It is hopefully self-explanatory…
NOTE: click to enlarge
Trip has been operating for over 15 years and I can easily say we have arrived at the most significant breakthrough yet. It is still in our ‘labs’ section and still has much work to do before being rolled out. But, the path is clear and, finance aside, there is no reason why we can’t produce a significant increase in search performance.
In search a really important concept is intention. So, when a user searches they may add 2-3 search terms but what are they thinking about when they use those terms? For instance, and this is a true story, I showed Trip to a Professor of Anaesthesiology and asked for his views on the site. He came back saying that he was unimpressed! The reason – his interest was in awareness (as in, when a person is under anaesthetic are they truly anaesthetised or may they be aware) and when you search Trip for awareness you get lots of results, mostly on things like the awareness of public health messages! Another example I use to illustrate the point is the search pain. We return the same results whether the person is an oncologist or a rheumatologist – which to me is ridiculous – as the intention is likely to be significantly different. But, to date, there has been no good solution.
The below image (click to enlarge) shows a breakthrough.
In the image above there are 4 sets of results for the same search antibiotics. This is a test system and not based on the real Trip results. However, on the left-hand side we have the normal/natural results for the search antibiotics in the test system. In the top right set of results the natural results have been reordered based on the clickstream activity of the users of Trip, those who have not logged in (85%). At the simplest level this promotes results that have been clicked on and relegates those that have not been clicked. It really is more complex than that – but I hope you get the point!
But the bottom right is where the magic it. Even though it only accounts for 0.2% of the activity, we have reordered the results based on the clickthrough activity of dentists.
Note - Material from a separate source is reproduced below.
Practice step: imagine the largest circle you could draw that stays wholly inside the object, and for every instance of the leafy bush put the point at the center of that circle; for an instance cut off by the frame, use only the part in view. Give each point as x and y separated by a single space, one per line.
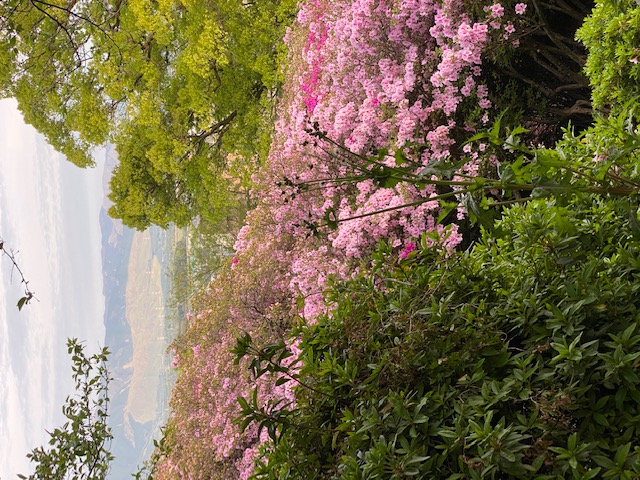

There are a few erroneous results, but I’d like to think you can see the effect – dental articles are promoted.
So, the effect of this is that – when we eventually roll out the system – and we know the user is a dentist we improve their results based on the previous activity of other dentists. The reality is that this technique will work with any speciality and profession.
There are a few issues, the paucity of data is the biggest and we have two significant ways of tackling this:
Oh yes, we’ve even figured out a way to mitigate the effects of filter bubbles.
This really has been a good few weeks.